I copied over that information this past weekend, so it should now be available at http://www.clozure.com/~rme/

>> Also, what is the (calll (@ .SPMAKES32)) for?  Again, given the context
>> of all the lying.
> 
> Um, "lack of support for immediate operations on signed integers of
> the native word size" ?
> 
> CCL's support for operations on unboxed integers that fit in a machine
> word  in general is poor, but what support exists is oriented towards
> unsigned integers (there's no good reason for excluding signed integers;
> that support just isn't there.)
> 
> In x86-64 CCL, the inner part of a loop that copies between two
> vectors of type (SIMPLE-ARRAY (UNSIGNED-BYTE 64) (*)) A and B looks
> like:
> 
> ;;; (aref b i)
> L29
>   [29]    (movq (@ -5 (% save2) (% save0)) (% imm0))
> 
> ;;; (setf (aref a i) (aref b i))
>   [34]    (movq (% imm0) (@ -5 (% save1) (% save0)))
> 
> which is fairly reasonable; the analogous case with vectors
> of element type (SIGNED-BYTE 64) is considerably less so: there's
> some completely unnecesary boxing and unboxing between those two
> instructions.  I'd expect the x86-32 code be roughly equivalent
> to the code above in the (UNSIGNED-BYTE 32) case and don't know
> why it isn't.  Matt's goofing off rather than working on a Friday
> night, so we'll have to wait for the answer.)

The x86-64 version of CCL existed before the 32-bit x86 version, so I was adding 32-bit support to an existing 64-bit backend rather than the (probably more usual) other way around.

There is some compiler support for dealing with elements of type (unsigned-byte 64), which is the native word size on x86-64.  The 64-bit backend doesn't do anything special with (unsigned-byte 32) elements---it just boxes the result (which is fairly cheap, since we know it will fit in a fixnum).  The code that dealt with (unsigned-byte 32) elements "just worked" on 32-bit systems too (although on 32-bit x86, the boxing isn't necessarily cheap---see the calls to .SPmakeu32).  So, there's no deep reason for all the boxing and unboxing on x8632.  What can I say?  Bad hacker, no cookie.

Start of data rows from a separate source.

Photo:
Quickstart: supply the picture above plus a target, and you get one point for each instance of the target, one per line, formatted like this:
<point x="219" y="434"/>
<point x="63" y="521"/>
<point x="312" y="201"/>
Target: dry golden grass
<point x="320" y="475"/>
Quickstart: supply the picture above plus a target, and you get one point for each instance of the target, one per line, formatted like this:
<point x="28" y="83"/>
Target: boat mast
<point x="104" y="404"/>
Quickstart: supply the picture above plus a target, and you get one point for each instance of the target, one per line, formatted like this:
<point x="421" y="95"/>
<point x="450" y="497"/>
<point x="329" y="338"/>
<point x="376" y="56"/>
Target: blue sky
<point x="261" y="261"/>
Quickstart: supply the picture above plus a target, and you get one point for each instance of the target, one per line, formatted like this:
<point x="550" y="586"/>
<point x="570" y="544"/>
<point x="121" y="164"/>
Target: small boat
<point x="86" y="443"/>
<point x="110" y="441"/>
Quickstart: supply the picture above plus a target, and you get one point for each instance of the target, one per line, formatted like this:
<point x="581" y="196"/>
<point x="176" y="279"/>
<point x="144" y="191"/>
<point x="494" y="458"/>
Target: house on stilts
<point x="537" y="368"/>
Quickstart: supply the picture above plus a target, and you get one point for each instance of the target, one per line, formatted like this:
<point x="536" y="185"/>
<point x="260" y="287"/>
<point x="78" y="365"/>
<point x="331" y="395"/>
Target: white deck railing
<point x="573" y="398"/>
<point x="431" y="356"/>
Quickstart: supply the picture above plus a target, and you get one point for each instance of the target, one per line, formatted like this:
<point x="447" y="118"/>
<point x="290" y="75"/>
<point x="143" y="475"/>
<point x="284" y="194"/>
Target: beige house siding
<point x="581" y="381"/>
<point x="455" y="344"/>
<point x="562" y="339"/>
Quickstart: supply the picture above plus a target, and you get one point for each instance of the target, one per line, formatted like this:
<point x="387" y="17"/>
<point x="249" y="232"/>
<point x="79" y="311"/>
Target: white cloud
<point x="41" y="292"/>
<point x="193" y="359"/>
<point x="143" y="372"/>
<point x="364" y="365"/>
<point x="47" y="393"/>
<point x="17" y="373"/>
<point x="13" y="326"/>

We can do a little better:

;;; using a slightly patched compiler

(defun copy-u32-vector (src dest)
  (declare (type (simple-array (unsigned-byte 32)) src dest)
	   (optimize (speed 3) (safety 0)))
  (dotimes (i (length dest))
    (setf (aref dest i) (aref src i))))

;;; (aref src i)
L33
  [33]    (movl (@ -4 (% ebp)) (% arg_y))
  [36]    (movl (@ -16 (% ebp)) (% arg_z))
  [39]    (movl (% arg_z) (% imm0))
  [41]    (movl (@ -2 (% arg_y) (% imm0)) (% imm0))

;;; (setf (aref dest i) (aref src i))
  [45]    (movl (@ -16 (% ebp)) (% arg_y))
  [48]    (movl (@ -8 (% ebp)) (% temp0))
  [51]    (btrl ($ 2) (@ (% fs) 8))
  [61]    (movl (% arg_y) (% temp1))
  [63]    (movl (% imm0) (@ -2 (% temp0) (% temp1)))
  [67]    (xorl (% temp1) (% temp1))
  [69]    (btsl ($ 2) (@ (% fs) 8))

;;; (dotimes (i (length dest)) (setf (aref dest i) (aref src i)))
  [79]    (movl (@ -16 (% ebp)) (% arg_z))
  [82]    (addl ($ 4) (% arg_z))
  [85]    (movl (% arg_z) (@ -16 (% ebp)))
L88
  [88]    (movl (@ -16 (% ebp)) (% arg_y))
  [91]    (movl (@ -12 (% ebp)) (% arg_z))
  [94]    (cmpl (% arg_z) (% arg_y))
  [96]    (jl L33)

There's a lot of stack traffic (can we have some registers here, please?), and we end up doing the mark-as-imm/mark-as-node dance on %temp1 within the loop, but it's less dreadful.

I'll clean these changes up and commit them soon.